As for the pipeline config, directory
with this file is read from environment variables:
-
SCDRAKE_SINGLE_SAMPLE_CONFIG_DIR
for the single-sample pipeline. -
SCDRAKE_INTEGRATION_CONFIG_DIR
for the integration pipeline.
Options named in lowercase are set upon scdrake load
or attach. Then the actual directory used depends on whether you run
run_single_sample_r()
or
run_integration_r()
.
Parameters for this stage are almost identical to those for
cluster_markers
stage (see
vignette("stage_cluster_markers")
). You just need to
replace CLUSTER_MARKERS
with CONTRASTS
in
parameter names 🙂
The different parameters are below.
CONTRASTS_SOURCES:
- dea_cluster_int_graph_louvain_r0.4:
source_column: "cluster_int_graph_louvain_r0.4"

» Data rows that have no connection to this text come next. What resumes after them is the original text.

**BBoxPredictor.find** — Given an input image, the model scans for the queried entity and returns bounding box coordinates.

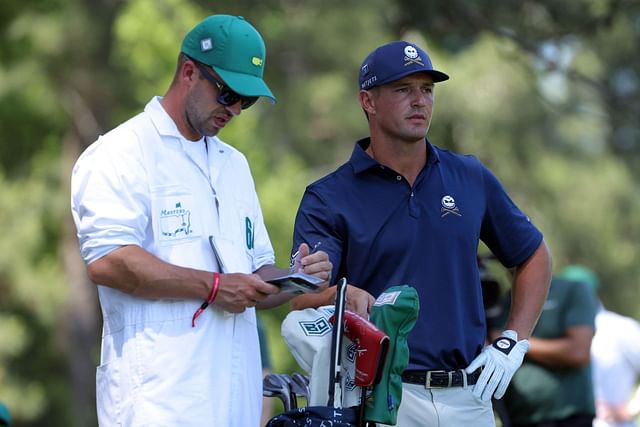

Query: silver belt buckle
[424,369,453,388]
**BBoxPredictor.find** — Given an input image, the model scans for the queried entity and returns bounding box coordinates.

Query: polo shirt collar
[144,96,229,153]
[349,137,440,174]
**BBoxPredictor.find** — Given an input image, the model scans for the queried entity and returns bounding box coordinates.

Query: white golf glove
[465,330,529,401]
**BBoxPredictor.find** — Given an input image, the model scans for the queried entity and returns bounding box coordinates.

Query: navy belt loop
[460,369,467,388]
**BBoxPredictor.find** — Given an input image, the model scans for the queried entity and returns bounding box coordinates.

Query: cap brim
[213,66,276,104]
[376,70,449,89]
[428,70,449,83]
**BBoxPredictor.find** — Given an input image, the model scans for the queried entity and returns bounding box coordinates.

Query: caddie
[71,15,331,427]
[292,40,551,427]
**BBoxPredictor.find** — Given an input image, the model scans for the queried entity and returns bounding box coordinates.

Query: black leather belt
[402,369,482,388]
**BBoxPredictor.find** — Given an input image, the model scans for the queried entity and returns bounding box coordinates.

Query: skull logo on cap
[404,46,418,59]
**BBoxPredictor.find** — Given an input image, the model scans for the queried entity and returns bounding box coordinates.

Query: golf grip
[327,277,347,408]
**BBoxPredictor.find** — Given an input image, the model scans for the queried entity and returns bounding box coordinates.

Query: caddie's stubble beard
[185,92,220,136]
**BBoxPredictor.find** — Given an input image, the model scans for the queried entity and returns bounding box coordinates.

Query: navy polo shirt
[293,138,542,370]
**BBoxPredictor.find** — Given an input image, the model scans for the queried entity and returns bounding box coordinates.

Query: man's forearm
[87,245,212,299]
[506,241,552,339]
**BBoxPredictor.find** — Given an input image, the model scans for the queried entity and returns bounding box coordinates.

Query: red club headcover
[329,310,389,387]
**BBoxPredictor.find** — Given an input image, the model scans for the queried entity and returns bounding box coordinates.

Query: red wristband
[191,272,220,328]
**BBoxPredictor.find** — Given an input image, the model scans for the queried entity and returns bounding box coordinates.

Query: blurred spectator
[560,265,640,427]
[0,402,11,426]
[256,316,273,426]
[492,272,597,427]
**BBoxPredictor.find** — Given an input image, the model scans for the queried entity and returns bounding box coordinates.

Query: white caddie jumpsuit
[71,97,274,427]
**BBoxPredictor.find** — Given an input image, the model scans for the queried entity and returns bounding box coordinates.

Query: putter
[291,372,311,404]
[276,374,298,409]
[262,374,291,411]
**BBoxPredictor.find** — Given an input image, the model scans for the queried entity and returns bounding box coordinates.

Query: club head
[291,372,311,403]
[262,374,292,411]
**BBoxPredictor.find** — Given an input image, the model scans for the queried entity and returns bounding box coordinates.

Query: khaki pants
[380,383,496,427]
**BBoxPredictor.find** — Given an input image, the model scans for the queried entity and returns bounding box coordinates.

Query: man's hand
[291,243,333,287]
[214,273,280,313]
[465,330,529,401]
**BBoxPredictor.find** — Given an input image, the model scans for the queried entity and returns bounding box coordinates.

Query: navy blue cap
[359,41,449,89]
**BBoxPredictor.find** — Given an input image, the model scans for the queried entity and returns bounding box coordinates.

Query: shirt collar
[144,96,228,153]
[349,137,440,174]
[144,96,184,139]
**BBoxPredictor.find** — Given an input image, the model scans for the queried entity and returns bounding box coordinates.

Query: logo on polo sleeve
[244,216,256,250]
[440,194,462,218]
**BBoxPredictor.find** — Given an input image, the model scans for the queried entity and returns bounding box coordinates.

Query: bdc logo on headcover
[244,217,255,249]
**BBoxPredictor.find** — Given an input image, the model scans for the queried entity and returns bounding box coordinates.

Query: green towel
[365,285,420,425]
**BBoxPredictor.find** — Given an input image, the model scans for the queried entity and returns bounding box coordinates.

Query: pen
[289,242,322,272]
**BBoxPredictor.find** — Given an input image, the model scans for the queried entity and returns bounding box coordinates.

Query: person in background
[492,270,597,427]
[0,402,11,427]
[292,41,551,427]
[560,265,640,427]
[71,15,331,427]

description: "DEA of all groups in graph-based clustering (Louvain alg. with r = 0.4) with blocking on batch"
contrasts: "all"
dea_cluster_int_graph_louvain_r0.8:
source_column: "cluster_int_graph_louvain_r0.8"
description: "DEA of some groups in graph-based clustering (Louvain alg. with r = 0.8)"
contrasts:
- target: "2"
reference: "1"
- target: "3"
reference: "2"
name: "cl3_vs_cl4"
Type: list of named lists
This parameter is similar to CLUSTER_MARKERS_SOURCES
,
but an additional parameter contrasts
is used. It is used
to specify which levels in source_column
will be compared
(differential expression).
- If
"all"
, all combinations of levels insource_column
will be compared. For example, ifsource_column
is"cluster_kmeans_k3"
(k-means withk = 3
), it contains three levels, and the following comparisons (contrasts) will be made:1_vs_2
,1_vs_3
, and2_vs_3
. Note that it could lead to an excessive amount of comparisons for graph-based clustering. - If list of lists, the following character scalar items can/must be
set:
-
target
(required): target level ofsource_column
. -
reference
(required): reference level ofsource_column
. -
name
(optional): unique contrast name. If not specified, will be created as{target}_vs_{reference}
.
-
CONTRASTS_SOURCES_DEFAULTS
Same as CLUSTER_MARKERS_SOURCES_DEFAULTS
, but the
following parameters for statistical tests cannot be used, and hardcoded
values are used for them internally:
-
LFC_DIRECTION
("any"
) -
PVAL_TYPE
("any"
) -
MIN_PROP
(null
)
Here you can find description of the most important targets for this
stage. However, for a full overview, you have to inspect the source
code of the get_contrasts_subplan()
function.
As in the config for this stage, all target names are similar to
those in the stage cluster_markers
after replacing
cluster_markers
with contrasts
(with few
exceptions, see below). Please, refer to
vignette("stage_cluster_markers")
.
Tibbles with parameters
contrasts_params
, contrasts_test_params
,
contrasts_heatmap_params
,
contrasts_plot_params
,
contrasts_dimred_plot_params
Tibbles with cluster markers (contrasts) test results
contrasts_raw
: a tibble, same as
cluster_markers_raw
. Used to extract results for contrasts
of interest.
contrasts
: a tibble with extracted results (in
markers
column) for contrasts of interest. Contrasts are
identified by columns target
, reference
, or
contrast_name
, and their cell grouping of origin by
source_column
. The name
column comes from list
names in CONTRASTS_SOURCES
.
contrasts_out
: same as contrasts
, but
markers
are coerced to dataframes and column names are
normalized to snake_case.
contrasts_for_tables
: same as
contrasts_out
, but markers
dataframes are
prepared for HTML output. See cluster_markers_for_tables
in
vignette("stage_cluster_markers")
.